Thwaites had agreed in principle that if the machine were of interest, they would acquire by making a donation to the local Sue Ryder charity at the request of Pat, in memory of his late wife Muriel.
On arrival at the farm, set in the beautiful rural setting on the outskirts of Cheltenham, Pat greeted Andy and escorted him to the machines resting place.
Andy Sabin takes up the story, “It was clear that this was indeed a Thwaites Muck Spreader. Whilst there was no plate or serial number, the design and flecks of red paint were enough to confirm that we had found one of the first machines every manufactured by Thwaites, here in the heart of the Cotswolds.”
Pat confirmed that he first remembered seeing the machine in the mid 1950’s, soon after he inherited the farm and land from his late father.
Thwaites were of course true to their word, arranging the payment to the charity in memory of Pats late wife to secure the machine…But what to do now?
The find was delightful, the owner charming and the cause worthy, so Thwaites did not want to sit on its laurels. What was the best and indeed the correct way to return the machine to its former glory?
Thwaites contacted construction and agricultural colleges in the area to enquire if the machines renovation, as a project, by their next intake of apprentices might be of interest. The company was delighted to discover that interest was indeed high and after considerations, they decided to partner with the new and first co-funded industry led construction school AccXel, based in Cinderford, Gloucester, just 30 minutes’ drive from the find.
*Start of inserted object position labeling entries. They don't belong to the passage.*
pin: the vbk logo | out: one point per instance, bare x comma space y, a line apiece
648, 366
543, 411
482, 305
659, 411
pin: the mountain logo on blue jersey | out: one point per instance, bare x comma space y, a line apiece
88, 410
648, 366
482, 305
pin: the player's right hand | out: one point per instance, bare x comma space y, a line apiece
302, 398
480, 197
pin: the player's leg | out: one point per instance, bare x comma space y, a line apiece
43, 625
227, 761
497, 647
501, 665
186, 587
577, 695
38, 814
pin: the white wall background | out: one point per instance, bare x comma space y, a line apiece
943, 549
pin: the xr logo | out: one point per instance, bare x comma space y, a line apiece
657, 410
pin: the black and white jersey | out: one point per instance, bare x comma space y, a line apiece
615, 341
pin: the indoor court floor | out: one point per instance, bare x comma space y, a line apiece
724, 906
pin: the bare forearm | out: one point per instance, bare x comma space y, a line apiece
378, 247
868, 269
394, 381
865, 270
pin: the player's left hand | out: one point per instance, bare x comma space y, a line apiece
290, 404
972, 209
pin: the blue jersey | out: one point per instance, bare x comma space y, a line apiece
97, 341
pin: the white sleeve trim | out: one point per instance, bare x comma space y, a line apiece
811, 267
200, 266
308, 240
The college is a state-of-the-art centre of excellence aimed at inspiring, training, and connecting people entering and advancing within the UK construction industry. The college is co-funded by the Governments Getting Building Funding awarded by Gloucestershire’s Local Enterprise Partnership and the KW Bell Group. The college was founded by Nicola Bird who is third generation of the family group and sits as the companies Managing Director.
Find out about AccXel here: https://www.accxel.co.uk/
Under guidance from Thwaites, the next intake of construction apprentices will now have the chance to renovate and return this piece of Thwaites history to its former glory.
The story is not yet complete, Thwaites looks forward to partnering with AccXel and further updating readers and followers on social media, of the find and subsequent journey of the Thwaites Muck Spreader.